Fertö / Neusiedlersee Cultural Landscape, Cultural landscape at Lake Neusiedl, Austria and Hungary.
The Fertö / Neusiedlersee Cultural Landscape is a cross-border World Heritage Site in Austria and Hungary, covering the largest saline lake in Central Europe along with surrounding reed beds, wet meadows, and farmed land. The lake sits at a very low elevation, which gives it a flat, open character with wide skies and shallow water that changes in appearance with the seasons.
People have lived and farmed around this lake since the early Iron Age, and the patterns of land use from that period are still visible in how fields, pastures, and settlements are arranged today. Noble families built estates and gardens along the shores in the 17th and 18th centuries, leaving behind manor houses and parklands that remain part of the landscape.

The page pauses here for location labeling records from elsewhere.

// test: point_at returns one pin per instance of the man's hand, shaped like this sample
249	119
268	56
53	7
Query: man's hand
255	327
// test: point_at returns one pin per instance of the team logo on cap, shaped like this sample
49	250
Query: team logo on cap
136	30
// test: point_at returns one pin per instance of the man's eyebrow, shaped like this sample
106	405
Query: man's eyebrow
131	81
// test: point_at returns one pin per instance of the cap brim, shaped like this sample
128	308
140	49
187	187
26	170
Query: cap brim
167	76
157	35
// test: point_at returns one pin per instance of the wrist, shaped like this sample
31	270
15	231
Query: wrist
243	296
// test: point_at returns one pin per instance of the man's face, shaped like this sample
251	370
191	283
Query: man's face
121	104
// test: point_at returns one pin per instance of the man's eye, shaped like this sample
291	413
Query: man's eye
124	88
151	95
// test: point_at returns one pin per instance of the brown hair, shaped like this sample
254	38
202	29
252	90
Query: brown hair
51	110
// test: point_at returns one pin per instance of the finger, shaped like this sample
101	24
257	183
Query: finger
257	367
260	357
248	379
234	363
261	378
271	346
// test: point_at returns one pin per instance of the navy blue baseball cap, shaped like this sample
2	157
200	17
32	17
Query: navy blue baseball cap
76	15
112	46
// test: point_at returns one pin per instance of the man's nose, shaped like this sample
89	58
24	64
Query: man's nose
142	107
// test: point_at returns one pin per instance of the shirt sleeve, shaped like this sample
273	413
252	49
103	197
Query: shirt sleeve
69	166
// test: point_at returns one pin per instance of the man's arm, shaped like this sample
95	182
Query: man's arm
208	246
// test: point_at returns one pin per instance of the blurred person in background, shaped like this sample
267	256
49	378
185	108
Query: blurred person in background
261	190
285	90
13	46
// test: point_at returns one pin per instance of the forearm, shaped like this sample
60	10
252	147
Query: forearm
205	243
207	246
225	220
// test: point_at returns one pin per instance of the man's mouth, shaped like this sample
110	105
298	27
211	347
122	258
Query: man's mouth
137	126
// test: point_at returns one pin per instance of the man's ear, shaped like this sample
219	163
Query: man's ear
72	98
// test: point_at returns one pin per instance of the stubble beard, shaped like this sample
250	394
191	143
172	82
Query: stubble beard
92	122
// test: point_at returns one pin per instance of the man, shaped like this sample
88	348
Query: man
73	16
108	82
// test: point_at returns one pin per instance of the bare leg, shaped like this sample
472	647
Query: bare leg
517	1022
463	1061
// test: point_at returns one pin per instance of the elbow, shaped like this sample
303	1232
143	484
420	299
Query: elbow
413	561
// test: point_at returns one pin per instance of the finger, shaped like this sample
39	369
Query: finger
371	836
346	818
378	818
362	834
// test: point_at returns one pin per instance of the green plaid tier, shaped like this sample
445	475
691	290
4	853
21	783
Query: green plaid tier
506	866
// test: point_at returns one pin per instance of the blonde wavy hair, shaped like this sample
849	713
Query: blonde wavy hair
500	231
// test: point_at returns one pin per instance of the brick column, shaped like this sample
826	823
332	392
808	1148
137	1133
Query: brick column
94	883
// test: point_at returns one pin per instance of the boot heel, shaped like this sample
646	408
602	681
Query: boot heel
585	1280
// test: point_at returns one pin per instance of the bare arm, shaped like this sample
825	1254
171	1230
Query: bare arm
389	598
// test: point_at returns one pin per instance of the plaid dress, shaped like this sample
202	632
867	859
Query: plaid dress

The villages around the lake have kept their traditional building styles, with low whitewashed houses and wooden gates that give the settlements a rural character still visible today. Local wine culture is deeply tied to this landscape, and small family vineyards dot the hillsides on the Austrian side near Rust.
The area is best explored by bicycle, as a well-marked network of paths connects villages, viewpoints, and nature spots on both sides of the border. Visitors should plan for open, sun-exposed terrain with little shade, so carrying water and sun protection is practical at any time of year.
The lake has no natural outlet, meaning the water level depends entirely on rainfall and evaporation rather than flowing out to a river. In very dry years, the lake can shrink enough that people walk across stretches of the lakebed, which sits only a few inches (centimeters) deep in places.